How old were you when you went to your first movie?
How old were you when you got your first bike?
How old were you when you got your ears pierced?
How old were you when you got your first computer?
How old were you when you got your first cell phone?
How old were you when you played your first video game?
How old were you when you played on your first organized sport team?
How old were you when you first flew in a plane?
How old were you when you first slept over at a friend’s house?
How old were you when you first wore high heels?
What do you remember of each one of these firsts in your life?
My answer for almost all these questions is seventh grade or older. I remember each experience clearly. The only one I do not remember is my first airplane ride. I was two years old. My father was awarded a scholarship to study at the University of Paris for a year. My mother was either momentarily insane (all my memories afterward are of a reasonable and sane woman) or incredibly in love. For romantic reasons I prefer to believe the latter. She and my father moved me and my, then, 5 brothers and sisters to France for year. One argument for insanity was the fact that they brought one more sister back to the states with them. Really!

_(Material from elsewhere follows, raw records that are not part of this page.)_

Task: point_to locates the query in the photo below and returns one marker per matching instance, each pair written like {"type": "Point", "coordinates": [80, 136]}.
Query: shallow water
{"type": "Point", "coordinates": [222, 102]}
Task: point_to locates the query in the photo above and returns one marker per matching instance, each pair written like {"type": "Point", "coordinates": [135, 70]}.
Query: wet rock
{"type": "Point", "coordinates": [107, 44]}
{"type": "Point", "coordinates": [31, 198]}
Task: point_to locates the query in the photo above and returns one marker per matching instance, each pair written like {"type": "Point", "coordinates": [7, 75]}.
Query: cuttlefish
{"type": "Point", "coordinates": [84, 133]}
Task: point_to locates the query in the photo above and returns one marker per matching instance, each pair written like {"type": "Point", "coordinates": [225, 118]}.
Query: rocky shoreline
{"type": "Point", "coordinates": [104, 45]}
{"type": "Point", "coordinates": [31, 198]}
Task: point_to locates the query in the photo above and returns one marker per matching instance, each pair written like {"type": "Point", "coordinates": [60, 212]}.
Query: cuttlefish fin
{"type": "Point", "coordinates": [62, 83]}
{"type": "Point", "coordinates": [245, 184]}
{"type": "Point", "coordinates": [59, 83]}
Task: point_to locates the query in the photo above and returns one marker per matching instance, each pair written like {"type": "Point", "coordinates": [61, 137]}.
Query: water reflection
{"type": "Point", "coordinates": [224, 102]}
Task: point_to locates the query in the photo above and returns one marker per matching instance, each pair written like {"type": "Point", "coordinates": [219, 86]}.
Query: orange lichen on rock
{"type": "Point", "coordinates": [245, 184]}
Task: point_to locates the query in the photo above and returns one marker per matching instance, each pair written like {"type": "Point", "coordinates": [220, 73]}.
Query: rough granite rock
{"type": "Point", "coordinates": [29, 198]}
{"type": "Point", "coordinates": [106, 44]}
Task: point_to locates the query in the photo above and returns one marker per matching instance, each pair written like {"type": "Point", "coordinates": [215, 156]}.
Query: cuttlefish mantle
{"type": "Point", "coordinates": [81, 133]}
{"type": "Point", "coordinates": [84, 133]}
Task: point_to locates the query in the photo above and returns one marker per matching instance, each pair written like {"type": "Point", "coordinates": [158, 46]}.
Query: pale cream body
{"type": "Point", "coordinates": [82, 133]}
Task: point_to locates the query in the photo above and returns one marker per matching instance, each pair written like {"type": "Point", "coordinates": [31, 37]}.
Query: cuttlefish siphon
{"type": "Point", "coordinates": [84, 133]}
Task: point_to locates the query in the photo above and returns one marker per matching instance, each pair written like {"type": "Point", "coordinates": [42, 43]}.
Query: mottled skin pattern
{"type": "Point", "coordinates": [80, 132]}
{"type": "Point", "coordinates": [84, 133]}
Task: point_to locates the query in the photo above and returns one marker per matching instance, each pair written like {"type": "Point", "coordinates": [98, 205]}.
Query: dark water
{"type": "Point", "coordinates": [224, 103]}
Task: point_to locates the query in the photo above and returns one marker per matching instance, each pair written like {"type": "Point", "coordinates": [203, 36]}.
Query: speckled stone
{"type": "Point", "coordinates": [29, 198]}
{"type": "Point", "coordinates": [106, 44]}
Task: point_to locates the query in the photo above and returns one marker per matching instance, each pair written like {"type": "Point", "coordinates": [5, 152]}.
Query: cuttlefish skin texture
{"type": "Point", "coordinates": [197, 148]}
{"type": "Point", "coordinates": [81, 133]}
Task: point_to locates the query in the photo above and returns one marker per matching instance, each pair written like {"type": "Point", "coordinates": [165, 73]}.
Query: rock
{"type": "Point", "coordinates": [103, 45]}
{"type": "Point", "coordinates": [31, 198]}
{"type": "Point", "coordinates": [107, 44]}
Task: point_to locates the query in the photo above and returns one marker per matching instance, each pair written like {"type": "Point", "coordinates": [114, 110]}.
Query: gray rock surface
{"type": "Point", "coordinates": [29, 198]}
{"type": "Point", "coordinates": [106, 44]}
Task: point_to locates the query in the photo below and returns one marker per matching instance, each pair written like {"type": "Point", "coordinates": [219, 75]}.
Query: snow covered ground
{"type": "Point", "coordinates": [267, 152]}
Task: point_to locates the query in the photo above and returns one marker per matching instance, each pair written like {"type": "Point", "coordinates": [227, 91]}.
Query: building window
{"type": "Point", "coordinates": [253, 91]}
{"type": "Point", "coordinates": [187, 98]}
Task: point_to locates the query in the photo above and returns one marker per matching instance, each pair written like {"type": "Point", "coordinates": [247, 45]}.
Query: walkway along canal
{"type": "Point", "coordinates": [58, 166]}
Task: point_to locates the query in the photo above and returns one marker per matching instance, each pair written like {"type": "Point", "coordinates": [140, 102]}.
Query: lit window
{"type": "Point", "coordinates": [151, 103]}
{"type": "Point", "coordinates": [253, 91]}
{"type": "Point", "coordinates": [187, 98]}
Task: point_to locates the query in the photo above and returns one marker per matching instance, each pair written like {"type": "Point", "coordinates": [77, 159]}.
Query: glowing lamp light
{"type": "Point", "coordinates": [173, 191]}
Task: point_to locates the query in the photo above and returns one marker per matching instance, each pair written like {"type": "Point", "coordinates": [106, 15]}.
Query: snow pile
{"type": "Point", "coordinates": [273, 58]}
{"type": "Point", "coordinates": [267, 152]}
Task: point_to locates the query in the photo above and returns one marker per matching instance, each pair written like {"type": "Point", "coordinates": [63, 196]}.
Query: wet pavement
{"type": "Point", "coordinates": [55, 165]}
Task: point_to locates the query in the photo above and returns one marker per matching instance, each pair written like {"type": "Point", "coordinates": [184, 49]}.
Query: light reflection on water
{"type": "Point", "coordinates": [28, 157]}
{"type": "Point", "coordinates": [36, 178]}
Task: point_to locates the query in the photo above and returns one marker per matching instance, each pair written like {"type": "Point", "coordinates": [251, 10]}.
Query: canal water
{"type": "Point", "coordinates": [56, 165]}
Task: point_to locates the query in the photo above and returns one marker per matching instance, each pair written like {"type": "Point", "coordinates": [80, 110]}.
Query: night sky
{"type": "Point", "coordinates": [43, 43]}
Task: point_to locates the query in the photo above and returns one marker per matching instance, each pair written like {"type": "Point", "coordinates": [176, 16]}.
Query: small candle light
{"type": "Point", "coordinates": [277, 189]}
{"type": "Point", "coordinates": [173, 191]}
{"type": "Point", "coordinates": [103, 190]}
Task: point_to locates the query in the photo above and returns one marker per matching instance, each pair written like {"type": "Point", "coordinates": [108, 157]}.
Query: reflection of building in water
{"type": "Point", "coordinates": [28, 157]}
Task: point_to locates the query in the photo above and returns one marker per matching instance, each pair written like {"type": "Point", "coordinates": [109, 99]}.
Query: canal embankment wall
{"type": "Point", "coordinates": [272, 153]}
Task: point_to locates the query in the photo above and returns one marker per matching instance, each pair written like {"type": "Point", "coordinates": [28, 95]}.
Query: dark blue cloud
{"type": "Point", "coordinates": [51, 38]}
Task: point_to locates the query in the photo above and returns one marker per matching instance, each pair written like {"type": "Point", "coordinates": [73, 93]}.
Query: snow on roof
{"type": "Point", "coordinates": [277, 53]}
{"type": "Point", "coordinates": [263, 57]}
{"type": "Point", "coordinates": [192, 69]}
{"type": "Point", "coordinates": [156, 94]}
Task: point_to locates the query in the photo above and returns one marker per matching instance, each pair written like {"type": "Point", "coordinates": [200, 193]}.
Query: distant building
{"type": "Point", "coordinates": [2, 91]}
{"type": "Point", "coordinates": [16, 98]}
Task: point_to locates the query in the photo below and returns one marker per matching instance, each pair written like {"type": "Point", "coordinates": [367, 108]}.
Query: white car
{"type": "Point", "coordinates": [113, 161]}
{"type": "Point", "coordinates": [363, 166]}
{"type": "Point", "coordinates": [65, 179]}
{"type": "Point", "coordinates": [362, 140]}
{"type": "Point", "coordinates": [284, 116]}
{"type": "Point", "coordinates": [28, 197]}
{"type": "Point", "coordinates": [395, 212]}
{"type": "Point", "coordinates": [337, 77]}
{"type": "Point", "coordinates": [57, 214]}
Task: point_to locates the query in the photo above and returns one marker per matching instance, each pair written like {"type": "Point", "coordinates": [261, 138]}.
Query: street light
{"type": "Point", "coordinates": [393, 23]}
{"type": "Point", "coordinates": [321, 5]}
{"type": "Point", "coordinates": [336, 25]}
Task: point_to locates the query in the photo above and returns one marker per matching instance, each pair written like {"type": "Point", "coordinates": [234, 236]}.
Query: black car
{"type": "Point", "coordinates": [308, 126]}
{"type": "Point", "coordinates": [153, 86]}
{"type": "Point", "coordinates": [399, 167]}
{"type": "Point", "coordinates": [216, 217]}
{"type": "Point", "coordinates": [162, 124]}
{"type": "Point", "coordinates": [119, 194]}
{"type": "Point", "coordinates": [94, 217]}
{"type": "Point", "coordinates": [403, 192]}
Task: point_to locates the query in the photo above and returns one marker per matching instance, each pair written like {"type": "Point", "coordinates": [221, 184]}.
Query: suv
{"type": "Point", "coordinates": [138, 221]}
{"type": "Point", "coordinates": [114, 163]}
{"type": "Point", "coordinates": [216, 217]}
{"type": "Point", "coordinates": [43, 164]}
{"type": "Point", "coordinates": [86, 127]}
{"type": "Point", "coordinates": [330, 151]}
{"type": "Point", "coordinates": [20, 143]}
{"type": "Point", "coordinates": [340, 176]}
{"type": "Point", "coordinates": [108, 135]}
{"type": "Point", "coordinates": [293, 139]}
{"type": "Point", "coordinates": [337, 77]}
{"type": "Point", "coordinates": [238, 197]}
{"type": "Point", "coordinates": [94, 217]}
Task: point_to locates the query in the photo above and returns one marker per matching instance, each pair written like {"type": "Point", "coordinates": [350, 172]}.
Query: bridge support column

I remember nothing of the trip. One whole year in France and I remember nothing…But I remember my first bike. It was a graduation present from high school. Being from a large family, it was unthinkable to even want a new bike when there were all those perfectly old trusty rusty ones in the shed. But for my 12th grade graduation my mother bought me my first 12 speed bike. I remember the first ride on that bike like it was yesterday. . I remember the first time I played PAC MAN. I was in college! Carl has played so many video games I doubt he even knows what was the first one he ever played. He is 12.
I asked about these specific questions because for me they were all rites of passage, momentous moments in my life that I marked with awe and wonder.
Now ask yourself those same questions but ask them about your children.
How old were your children when…
Just imagine it, if they have had it already, they most likely will not remember it, ever. What might they be able to mark in the future as a momentous moment in their life if they have already experienced it? It is a question that is both frightening and exciting. What would you like them to experience for the first time when they are 12? 13? 15? 20? What will mark them as older, ready?
I challenge you to think of protecting your children from getting everything too young and too fast. It is a good experience to really want something or even to work for something. The first thing I got after saving up my money from my first job was contacts! I was sixteen and for the first time ever I could see my feet in the shower. I strutted down to the dinner table glasses “less!!” and batted my beautiful blue eyes at my astonished father. He stared at me for a moment and then said “Where the h*** did you get all those d*** freckles!?”
Ah! Memories! I wouldn’t trade them for the world.